E nos intervalos dos
esmorecimentos, vai rezando e pedindo por todos, com uma convicção que não
deixará de ser atendida, vistas as qualidades de que não prescindimos para esse
efeito fatal, embora arredado ainda dos nossos objectivos de partida:
Bendita
seja a luz do dia
Bendito
seja quem a cria
Santa ou santo
neste dia
Padre Nosso e Avé Maria.
E vai
cantando, às vezes a tarde inteira, incansavelmente repetindo as mesmas
canções, mas continuando a desenterrar outras, ao acaso das suas lembranças ou
emoções, em que a saudade e a ternura - quando não a gaiatice - são elementos
ponderosos nas variações temáticas retiradas dos ensinamentos dos irmãos, dos
pais ou das amigas dos cantares nos campos ou ao serão à lareira:
Eu venho
de longos tempos
Numa
saudosa alegria,
Venho
cantando, venho rindo
Trago as
saudades em dia.
Ai que
saudade,
Ai que
paixão!
Que eu
inda tenho desses tempos que lá vão!
Ai, meu
amor minha paixão, meu querido bem,
Não basta
a dor de um coração sem ter ninguém
Bendito
Deus que nos criou assim tão querida
Tudo é
possível nas passagens desta vida.
Ó coração
retraído,
Ó cara
cheia de enganos,
Olha a
paga que me deste
De te eu
amar tantos anos.
Um ai,
meu amor, um ai,
Um ai
também alivia.
Em certas
ocasiões,
Se não
desse um ai morria.
Ó minha
guitarra d’oiro
Com perna
toda de prata
Só tu és
o meu tesoiro,
A alma da
serenata.
A seguinte
quadra mergulha na barcarola primitiva, nas “Ondas do mar de Vigo / se
vistes meu amigo ?/ e ai Deus se verrá cedo?”, embora tenha sofrido
evolução em termos de execução amorosa, “o por que eu suspiro”,
convertido, licenciosamente, em “quem no meu leito dormia”:
Já lá vai
pelo mar fora
Quem no
meu leito dormia.
Deus o
leve, Deus o traga,
Para a
minha companhia.
Os versos
seguintes, mau grado a singeleza expressiva, talvez tenham inspirado a
sensibilidade contestatária de Cesário, caso pertençam ao cancioneiro popular
ancestral. (Não me esqueço de que, na adolescência, aprendi com a minha mãe a
melodia do “Noivado do Sepulcro” de Soares de Passos, ensinada por um
dos seus irmãos que estudou no Porto, o que significa que por longo tempo se
manteve, entre o próprio povo, a mórbida canção dos salões de meados do século
XIX):
As ondas
do mar lá fora
De bravas
são amarelas;
E uma mãe
tem um filho
Para
andar por cima delas.
(Cf.
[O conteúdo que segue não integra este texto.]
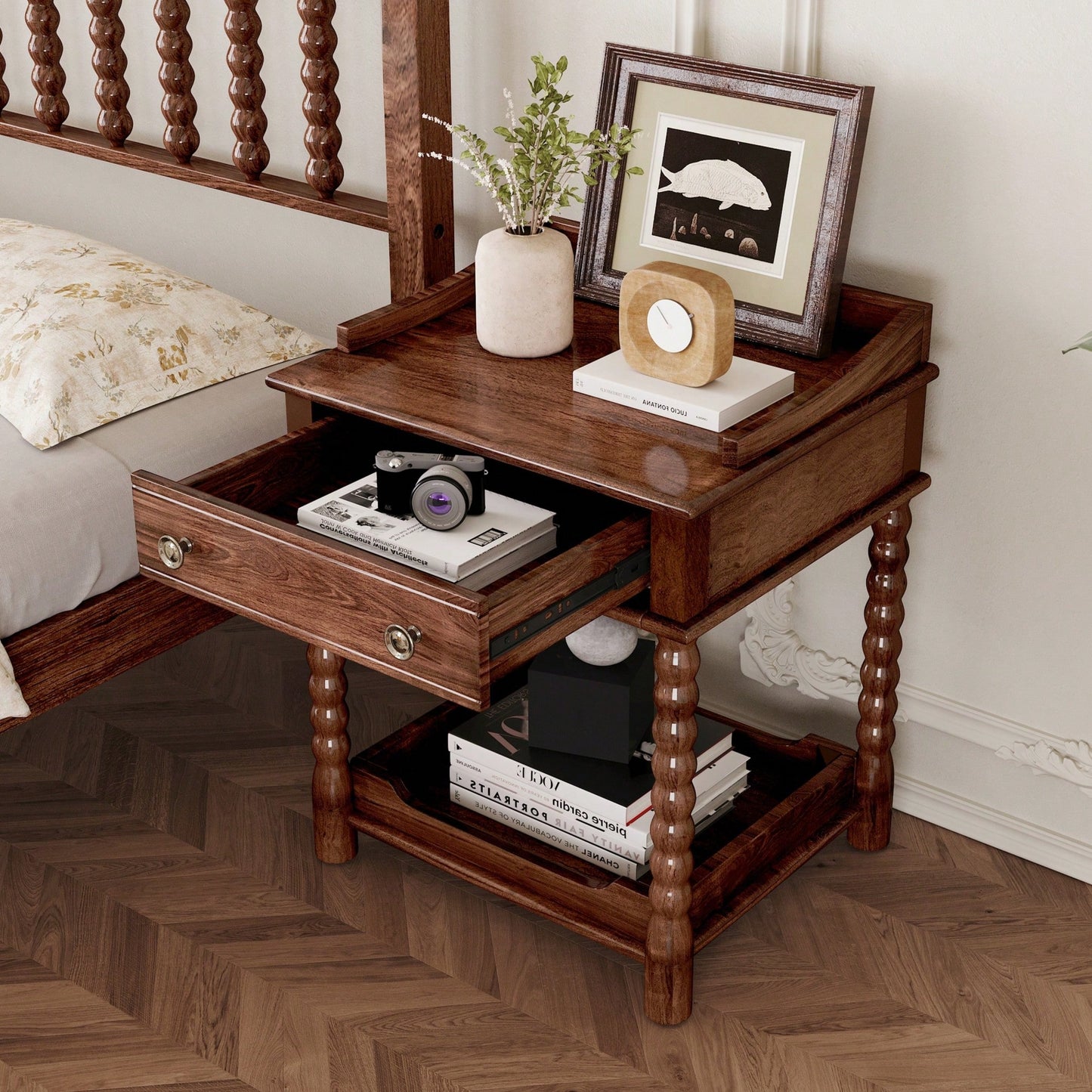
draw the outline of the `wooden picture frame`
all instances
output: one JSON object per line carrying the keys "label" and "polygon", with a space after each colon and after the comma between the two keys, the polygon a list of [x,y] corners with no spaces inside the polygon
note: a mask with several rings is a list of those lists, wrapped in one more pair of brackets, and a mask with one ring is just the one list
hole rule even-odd
{"label": "wooden picture frame", "polygon": [[[642,131],[618,176],[602,169],[589,189],[577,295],[617,306],[630,269],[669,259],[726,277],[740,340],[827,355],[871,99],[871,87],[608,44],[596,127]],[[634,165],[643,174],[627,176]]]}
Cesário), (as varinas )“Vêm sacudindo as ancas
opulentas!/ Seus troncos varonis recordam-me pilastras; /E
algumas, à cabeça, embalam nas canastras / Os filhos que depois naufragam nas
tormentas.” (“O Sentimento dum Ocidental, I”)
O tema do
amor de mãe também mergulha fundo, na cumplicidade entre mãe e filha dos
cancioneiros primitivos, mas creio que a minha mãe deseja deixar-nos uma mensagem
do seu amor, do seu terror de nos perder, porque se sente bem, e por isso
canta, embora por vezes pareça querer desistir, na sua recusa de comer, ou na
constatação admirada da sua muita idade que exige obediência às leis da vida…
Nome de
mãe é bonito,
Nome que
a gente estremece.
Por muito
que eu me agite,
Sua alma
não me esquece.
Quem
tiver mãe que o adore,
Porque
mãe uma só há,
Se a
perder, por mais que chore,
Nunca
mais a terá.
São recados
de sentimento para nós. É por isso que a não queremos perder, presença indelével
do nosso espanto permanente, da nossa zanga ocasional, do nosso cansaço
frequente, do nosso amor protector. Indestrutível.